Though I found my thigh grazing over the rear wheel arch on the way into the back seats, my six foot-one frame discovered plenty of space once installed, via a whopping 8.8 inches more shoulder room. Additionally, the rear seat can modestly recline, as well as slide 5.1 inches giving the cargo hold added versatility. Expanding that volume to its 71.4 cubic foot maximum requires first folding-down an anti-parcel intrusion panel behind the individual rear seats, which, in turn, collapse to lay almost flat. Up front, the Mini's familiar dash motif is largely recycled, though with some nice ergonomic improvements to the center stack (the large navigation/infotainment screen seemed impressively logical). Outward vision is expansive, helped by a nearly three-inch taller H-point.

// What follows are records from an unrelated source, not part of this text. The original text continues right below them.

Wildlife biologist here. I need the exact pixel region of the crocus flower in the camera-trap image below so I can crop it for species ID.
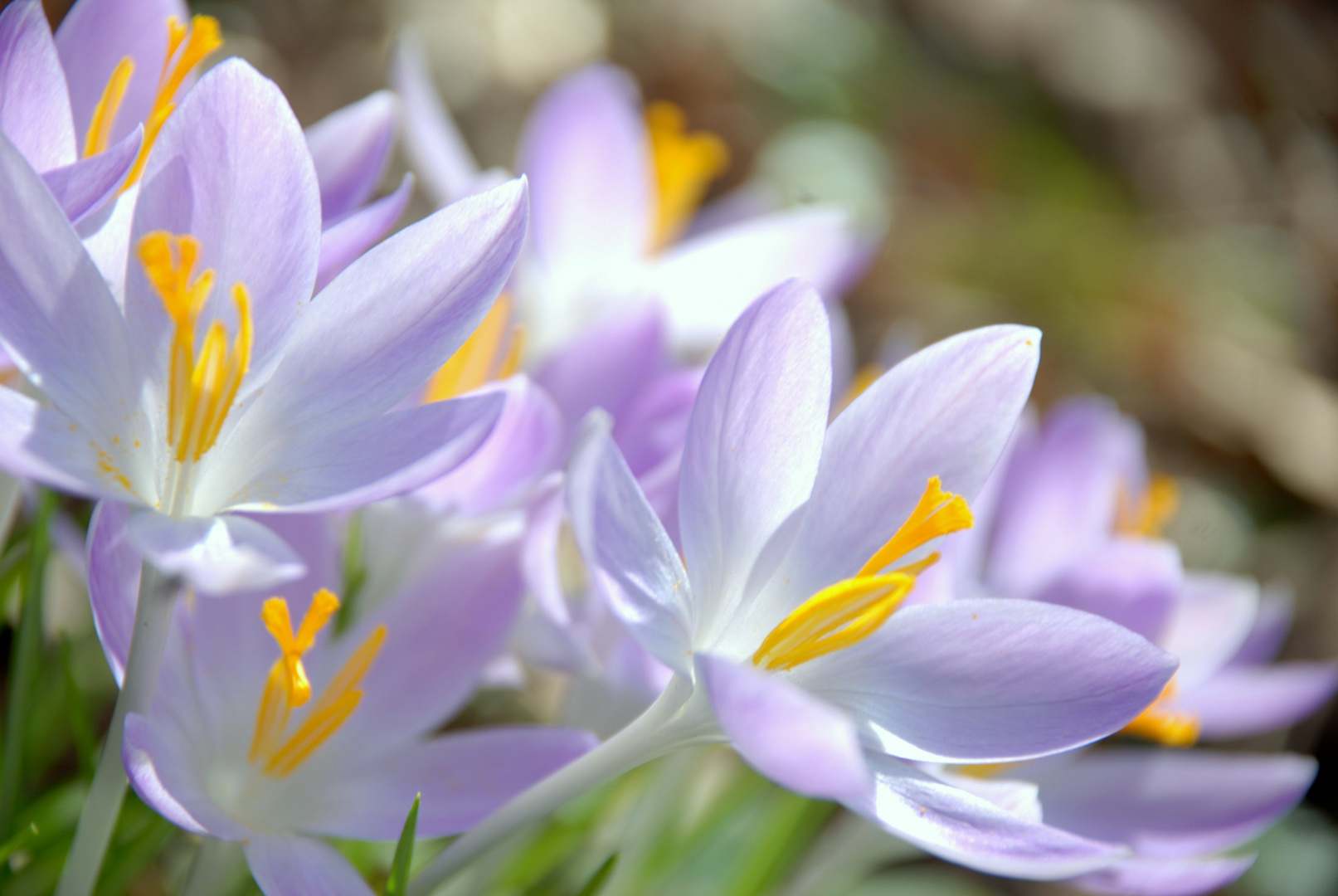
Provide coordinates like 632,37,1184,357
0,61,526,592
393,44,864,356
413,282,1175,894
90,505,593,896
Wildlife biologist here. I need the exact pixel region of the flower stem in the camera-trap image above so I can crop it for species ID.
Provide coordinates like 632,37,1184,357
409,675,720,896
56,563,179,896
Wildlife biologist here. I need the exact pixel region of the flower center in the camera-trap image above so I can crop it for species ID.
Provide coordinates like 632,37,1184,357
423,293,524,404
85,16,223,192
1115,474,1180,538
646,102,729,249
139,230,251,512
247,588,386,778
753,476,971,670
1120,678,1199,746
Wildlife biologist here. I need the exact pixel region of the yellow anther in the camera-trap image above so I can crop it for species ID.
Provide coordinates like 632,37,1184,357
859,476,973,575
752,476,971,670
423,293,523,404
85,56,135,157
646,102,729,249
115,16,223,192
753,572,915,670
1120,678,1199,746
139,230,254,464
1115,474,1180,538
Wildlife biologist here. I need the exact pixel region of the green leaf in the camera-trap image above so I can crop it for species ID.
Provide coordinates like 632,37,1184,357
386,793,423,896
577,853,618,896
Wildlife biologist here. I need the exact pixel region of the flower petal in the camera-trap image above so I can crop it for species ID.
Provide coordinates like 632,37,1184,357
306,90,400,227
1039,747,1316,857
1072,855,1255,896
126,59,321,395
696,654,869,800
679,281,831,647
566,411,694,675
0,0,79,171
1035,538,1185,640
645,207,855,348
129,511,306,594
316,174,413,291
845,754,1128,880
391,37,479,207
56,0,190,144
519,64,653,280
1175,662,1338,739
791,598,1175,762
310,714,598,840
41,129,144,225
246,840,374,896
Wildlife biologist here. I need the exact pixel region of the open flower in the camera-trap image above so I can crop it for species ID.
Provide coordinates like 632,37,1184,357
90,505,594,896
393,50,864,354
0,61,526,592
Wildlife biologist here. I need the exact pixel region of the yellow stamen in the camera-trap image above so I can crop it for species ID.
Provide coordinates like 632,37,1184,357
752,476,971,670
423,293,523,404
1120,678,1199,746
858,476,973,575
85,56,135,158
118,16,223,192
646,102,729,249
1115,474,1180,538
139,230,254,464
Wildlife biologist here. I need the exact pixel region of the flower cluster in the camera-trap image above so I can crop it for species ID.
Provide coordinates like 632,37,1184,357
0,0,1338,896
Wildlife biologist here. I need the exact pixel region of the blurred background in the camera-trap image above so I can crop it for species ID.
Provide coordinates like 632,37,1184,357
12,0,1338,896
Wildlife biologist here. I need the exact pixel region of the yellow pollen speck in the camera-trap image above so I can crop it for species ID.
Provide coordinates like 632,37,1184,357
752,476,971,670
646,102,729,249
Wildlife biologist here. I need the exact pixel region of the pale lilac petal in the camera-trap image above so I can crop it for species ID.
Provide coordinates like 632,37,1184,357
316,174,413,291
646,207,852,350
1157,572,1259,690
697,654,869,800
309,715,598,840
1069,853,1255,896
41,129,144,225
679,281,830,646
518,64,653,276
88,501,142,684
740,326,1041,645
534,302,669,421
845,754,1128,880
129,511,306,594
0,128,148,446
126,59,321,395
0,0,79,171
56,0,190,146
986,398,1143,598
1175,662,1338,739
566,411,693,675
791,598,1175,762
413,376,566,515
1039,747,1316,857
1035,538,1185,640
224,175,526,438
391,37,479,207
203,393,503,514
246,840,374,896
122,713,251,840
306,90,399,227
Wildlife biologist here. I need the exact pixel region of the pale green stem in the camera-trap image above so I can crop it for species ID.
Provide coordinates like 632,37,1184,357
408,675,721,896
56,563,178,896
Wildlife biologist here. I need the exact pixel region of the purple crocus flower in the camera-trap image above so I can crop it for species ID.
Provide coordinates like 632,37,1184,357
393,44,867,356
88,505,594,896
413,282,1175,894
0,61,526,592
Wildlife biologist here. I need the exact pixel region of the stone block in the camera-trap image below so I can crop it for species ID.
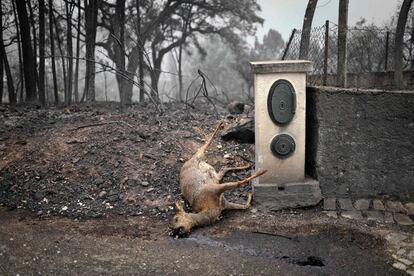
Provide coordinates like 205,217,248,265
365,211,384,223
338,198,354,211
384,212,394,223
394,213,414,225
341,211,362,220
385,200,407,214
372,199,385,211
354,198,371,210
392,262,407,271
323,198,336,211
323,211,338,218
253,179,322,210
404,202,414,215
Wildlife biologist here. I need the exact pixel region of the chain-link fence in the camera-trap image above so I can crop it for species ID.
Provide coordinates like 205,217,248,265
282,21,414,84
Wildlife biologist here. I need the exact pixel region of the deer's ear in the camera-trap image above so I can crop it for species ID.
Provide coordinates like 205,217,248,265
175,200,184,213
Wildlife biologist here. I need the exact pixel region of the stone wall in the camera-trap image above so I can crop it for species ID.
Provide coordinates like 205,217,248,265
307,71,414,90
306,87,414,199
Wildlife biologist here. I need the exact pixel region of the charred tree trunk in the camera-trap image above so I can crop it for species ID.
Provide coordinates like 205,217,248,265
15,0,36,102
112,0,127,107
0,44,16,105
83,0,99,102
53,14,68,104
74,0,81,102
0,5,5,104
137,0,145,103
49,0,59,105
27,1,39,95
337,0,349,87
394,0,413,89
12,1,24,103
0,5,16,105
299,0,318,59
65,1,73,105
39,0,46,106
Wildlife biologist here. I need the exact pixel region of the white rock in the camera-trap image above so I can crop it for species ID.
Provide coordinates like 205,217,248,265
406,269,414,276
398,258,413,265
392,262,407,271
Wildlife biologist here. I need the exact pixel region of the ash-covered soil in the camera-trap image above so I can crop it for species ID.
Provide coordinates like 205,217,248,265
0,103,254,220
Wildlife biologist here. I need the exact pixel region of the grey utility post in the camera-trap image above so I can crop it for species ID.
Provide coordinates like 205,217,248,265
251,60,321,209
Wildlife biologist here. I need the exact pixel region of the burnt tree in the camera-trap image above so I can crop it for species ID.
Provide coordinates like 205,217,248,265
337,0,349,87
82,0,101,102
394,0,413,89
38,0,46,106
15,0,37,102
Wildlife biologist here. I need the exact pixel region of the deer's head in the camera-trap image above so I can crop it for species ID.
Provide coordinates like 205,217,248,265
171,202,194,238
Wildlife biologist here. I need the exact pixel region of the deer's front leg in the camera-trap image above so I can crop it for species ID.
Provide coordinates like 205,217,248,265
212,171,266,194
217,164,251,181
224,193,253,210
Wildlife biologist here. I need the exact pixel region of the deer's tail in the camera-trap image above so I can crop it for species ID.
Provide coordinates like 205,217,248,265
196,121,223,157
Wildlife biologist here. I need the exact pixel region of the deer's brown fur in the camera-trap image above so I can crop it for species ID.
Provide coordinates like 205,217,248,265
173,123,266,237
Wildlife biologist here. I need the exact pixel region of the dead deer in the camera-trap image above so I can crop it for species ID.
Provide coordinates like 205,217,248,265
171,123,266,238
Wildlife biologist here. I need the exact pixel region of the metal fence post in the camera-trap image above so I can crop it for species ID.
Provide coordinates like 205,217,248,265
384,32,390,72
282,29,296,60
323,20,329,86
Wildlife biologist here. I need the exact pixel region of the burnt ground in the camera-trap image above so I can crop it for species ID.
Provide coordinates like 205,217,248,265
0,104,408,275
0,104,254,219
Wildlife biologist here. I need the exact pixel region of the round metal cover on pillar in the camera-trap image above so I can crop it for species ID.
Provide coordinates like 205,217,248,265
267,80,296,124
270,134,296,158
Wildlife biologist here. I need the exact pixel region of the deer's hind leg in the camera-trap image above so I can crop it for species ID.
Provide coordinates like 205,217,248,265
217,164,251,181
224,193,253,210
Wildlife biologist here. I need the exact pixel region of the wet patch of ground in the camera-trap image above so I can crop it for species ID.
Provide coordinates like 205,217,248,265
0,103,253,220
0,209,403,275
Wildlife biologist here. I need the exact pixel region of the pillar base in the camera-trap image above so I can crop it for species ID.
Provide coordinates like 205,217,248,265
253,178,322,211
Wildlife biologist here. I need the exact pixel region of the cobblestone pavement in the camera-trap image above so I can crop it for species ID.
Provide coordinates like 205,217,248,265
323,198,414,276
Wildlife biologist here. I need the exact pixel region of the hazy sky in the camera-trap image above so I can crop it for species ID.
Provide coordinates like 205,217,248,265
257,0,399,40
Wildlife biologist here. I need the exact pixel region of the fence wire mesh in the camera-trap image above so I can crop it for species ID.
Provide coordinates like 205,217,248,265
282,22,414,83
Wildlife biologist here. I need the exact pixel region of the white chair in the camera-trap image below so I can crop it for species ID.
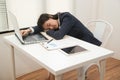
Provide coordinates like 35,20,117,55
78,20,113,80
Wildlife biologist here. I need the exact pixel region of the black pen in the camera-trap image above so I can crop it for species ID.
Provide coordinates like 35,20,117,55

Unfortunately, our drive was confined to some frantic laps around a soaked mini-road course that's pinched enough to be a serviceable kart track. In other words, there was scant chance to evaluate the car's ride or real-world handling. However, what's clear is the 1.6-liter's combination of 181-horsepower and 177 lb-ft of torque (in reality, 192 lb-ft, as the turbo can over-boost from its 0.6 bar max to 0.8 for up to 9 seconds) makes it a sprightly conveyance, expected to reach 60 mph in 7.8 seconds (8.2 for the automatic version). That's an improvement of nine hp over the current turbocharged engine, despite delivering an estimated 35 mpg on the highway. Expect manual transmission non-turbo Countrymans to produce a 0-60 time of roughly 10.4 seconds, and 11.5 seconds for the automatic, via its 118 lb-ft of torque and 120 horsepower (two hp up from its 2010 spec).